Enderson Araújo: Percebemos que o governo do Estado assume um papel de extermínio da juventude negra quando o seu braço armado entra na comunidade ceifa a vida de jovens negros e não responde por isso. E a única posição do governador [Rui Costa, do PT] dá é que ele acredita na sua tropa. A versão oficial é aquela que a sua tropa traz. A versão das mães dão, como a mãe do Davi, não valem. Até hoje não temos uma resposta sobre onde está o Davi Fiúza. Na chacina do Cabula, os laudos comprovaram a execução sumária. Não foi uma troca de tiros, o direcionamento de onde as balas vieram mostrou isso. Então o governo precisa dar uma resposta. Acredito que não é dando mais armamento à polícia, mais aparato para a polícia. Está na hora de segurar um pouco e pensar também no lado social. Olhar pelos grupos que promovem ações de socialização dentro destas comunidades. Acredito que essa seja uma maneira de combater. Uma delas é efetivando o plano Juventude Viva do governo federal, que busca o enfrentamento da violência contra a juventude negra.

Como resolver essa relação da polícia com a periferia?

Falar sobre a PL 4471/2012 que tramita no Congresso, que é sobre o fim dos autos de resistência, é de suma importância para uma investigação mais apurada. Na chacina do Cabula houve uma investigação porque os movimentos, e à frente a Campanha Reaja, encamparam uma luta de proteger aquelas famílias, defender uma investigação, uma resposta sobre os crimes praticados. E esse problema é de todas as periferias. Recentemente teve o caso lá no Rio de Janeiro do menino Eduardo, de 10 anos, que recebeu um tiro de fuzil na porta de sua casa, no Alemão. O policial diz que ele estava com uma pistola na mão. A mãe dele contesta, diz que o menino tava com o celular na mão. Ele teria sido morto na porta de casa, com um celular na mão. E o celular, muitas das vezes, é a arma que nós comunicadores usamos para contrapor essas violências.

Por ser uma dessas vozes, você foi ameaçado. Saiu de Salvador, voltou. Como ficou essa questão? Você pediu inclusive proteção do Estado...

Passei 16 dias fora de Salvador e retornei.
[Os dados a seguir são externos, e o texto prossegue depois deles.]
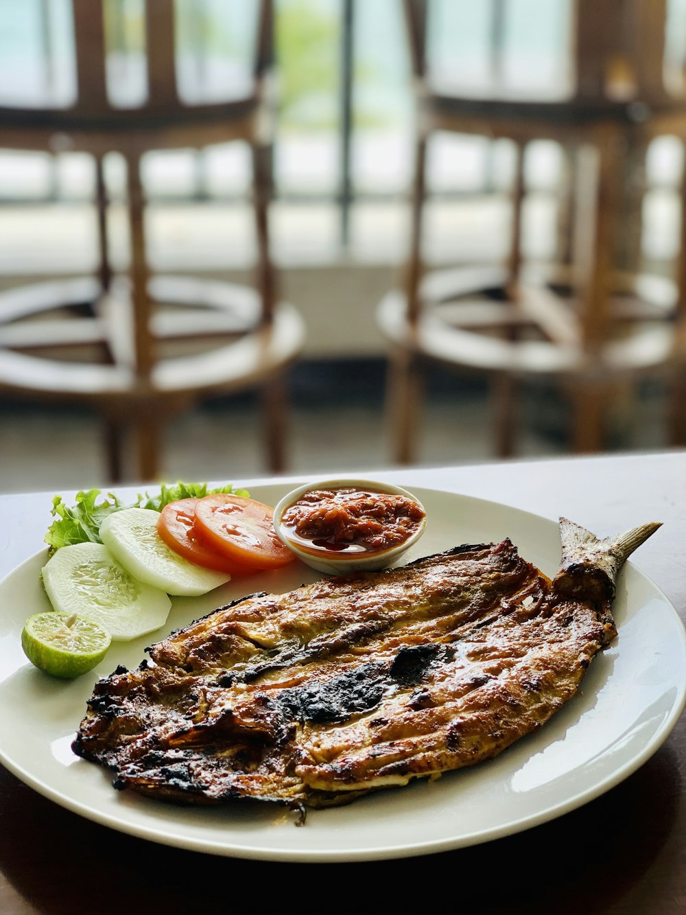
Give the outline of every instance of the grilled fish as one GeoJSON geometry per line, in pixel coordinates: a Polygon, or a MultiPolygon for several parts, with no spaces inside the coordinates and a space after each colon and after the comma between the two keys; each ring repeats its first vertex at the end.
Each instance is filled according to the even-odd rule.
{"type": "Polygon", "coordinates": [[[659,526],[599,540],[561,519],[552,580],[504,540],[250,595],[98,681],[72,748],[118,789],[301,812],[473,765],[573,696],[659,526]]]}

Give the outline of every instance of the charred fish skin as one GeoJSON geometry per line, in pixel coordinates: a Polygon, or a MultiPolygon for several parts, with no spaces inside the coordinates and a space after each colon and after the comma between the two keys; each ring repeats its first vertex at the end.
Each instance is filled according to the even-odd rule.
{"type": "Polygon", "coordinates": [[[505,540],[252,595],[99,681],[74,751],[120,789],[298,809],[473,765],[573,696],[658,526],[600,540],[563,520],[552,581],[505,540]]]}

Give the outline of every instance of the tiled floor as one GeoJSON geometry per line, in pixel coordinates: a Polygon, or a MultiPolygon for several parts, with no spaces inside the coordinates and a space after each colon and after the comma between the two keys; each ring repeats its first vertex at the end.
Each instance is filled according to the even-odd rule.
{"type": "MultiPolygon", "coordinates": [[[[417,463],[492,460],[485,384],[434,371],[427,387],[417,463]]],[[[288,472],[316,476],[388,465],[391,449],[383,388],[381,361],[308,362],[294,370],[288,472]]],[[[608,447],[630,451],[663,447],[660,388],[644,387],[636,398],[624,401],[613,421],[608,447]]],[[[567,450],[566,406],[554,389],[522,392],[518,427],[517,457],[556,456],[567,450]]],[[[240,483],[266,472],[260,417],[250,395],[205,404],[178,419],[167,438],[167,480],[240,483]]],[[[99,423],[87,413],[37,404],[0,405],[2,492],[104,487],[102,449],[99,423]]]]}

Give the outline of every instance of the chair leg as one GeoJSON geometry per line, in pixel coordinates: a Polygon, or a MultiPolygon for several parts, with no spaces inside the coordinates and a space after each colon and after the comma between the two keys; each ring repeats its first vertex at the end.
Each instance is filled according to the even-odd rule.
{"type": "Polygon", "coordinates": [[[103,427],[103,441],[107,478],[111,483],[121,483],[123,479],[123,430],[122,424],[110,417],[105,418],[103,427]]]}
{"type": "Polygon", "coordinates": [[[686,447],[686,369],[673,377],[670,392],[670,444],[686,447]]]}
{"type": "Polygon", "coordinates": [[[496,457],[511,458],[514,454],[517,387],[509,371],[498,371],[491,379],[496,425],[496,457]]]}
{"type": "Polygon", "coordinates": [[[112,267],[110,266],[110,251],[107,228],[107,188],[105,188],[102,156],[95,156],[95,202],[98,221],[98,275],[103,292],[110,288],[112,282],[112,267]]]}
{"type": "Polygon", "coordinates": [[[163,426],[164,417],[156,406],[139,410],[134,421],[134,447],[141,482],[156,482],[159,479],[163,426]]]}
{"type": "Polygon", "coordinates": [[[417,141],[414,158],[414,180],[412,196],[412,223],[410,228],[410,255],[405,275],[407,319],[412,324],[419,317],[419,284],[422,278],[422,224],[425,197],[426,137],[417,141]]]}
{"type": "Polygon", "coordinates": [[[516,298],[521,267],[521,225],[524,205],[524,150],[523,144],[515,144],[515,177],[512,187],[512,220],[508,254],[508,297],[516,298]]]}
{"type": "Polygon", "coordinates": [[[607,392],[603,384],[581,382],[572,391],[572,451],[593,454],[605,443],[607,392]]]}
{"type": "Polygon", "coordinates": [[[272,473],[283,473],[285,468],[287,396],[285,381],[275,378],[264,384],[262,399],[267,467],[272,473]]]}
{"type": "Polygon", "coordinates": [[[253,144],[252,155],[253,209],[257,235],[257,288],[263,305],[262,319],[269,323],[276,301],[276,279],[269,244],[268,209],[272,185],[271,150],[253,144]]]}
{"type": "Polygon", "coordinates": [[[388,365],[387,414],[391,418],[397,464],[412,464],[417,458],[423,386],[418,357],[405,350],[392,353],[388,365]]]}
Hoje, percebo que as coisas deram uma esfriada. Mas, no momento em que recebemos ameaças, ficamos acuados, pensa nos nossos, nos familiares, nos amigos, em quem trabalha com a gente. Não quis falar naquele momento por questões de segurança e também para focar na questão da chacina do Cabula, uma questão mais importante, afinal as famílias estavam aqui, as mães ainda estavam em suas casas. Elas precisavam de uma atenção maior, de uma proteção maior.

Você tem um filho. O que é que você espera do futuro dele?...

Meu filho ainda tá pequeno ainda, tem seis meses... mas espero que possa dar a ele a minha militância. Que num futuro próximo ele possa ter uma educação de qualidade, uma educação pública. Que não precise de uma escola particular para ele ter uma educação de qualidade. Que ele possa também ser um jovem, uma pessoa, um adulto que possa impactar nas questões sociais. Minha militância vem disso, de não se preocupar somente comigo, se preocupar também com o que acontece com meus amigos pela comunidade. Minha formação vem da minha resiliência mesmo. Vem da minha resiliência enquanto jovem, negro, morador da periferia. [...] A minha luta é mesmo pra eu ver mais jovens mudando de vida e sendo propulsores dentro das comunidades. Não só na minha comunidade, mas em outras também. Que eles possam causar impacto e gerar mudança.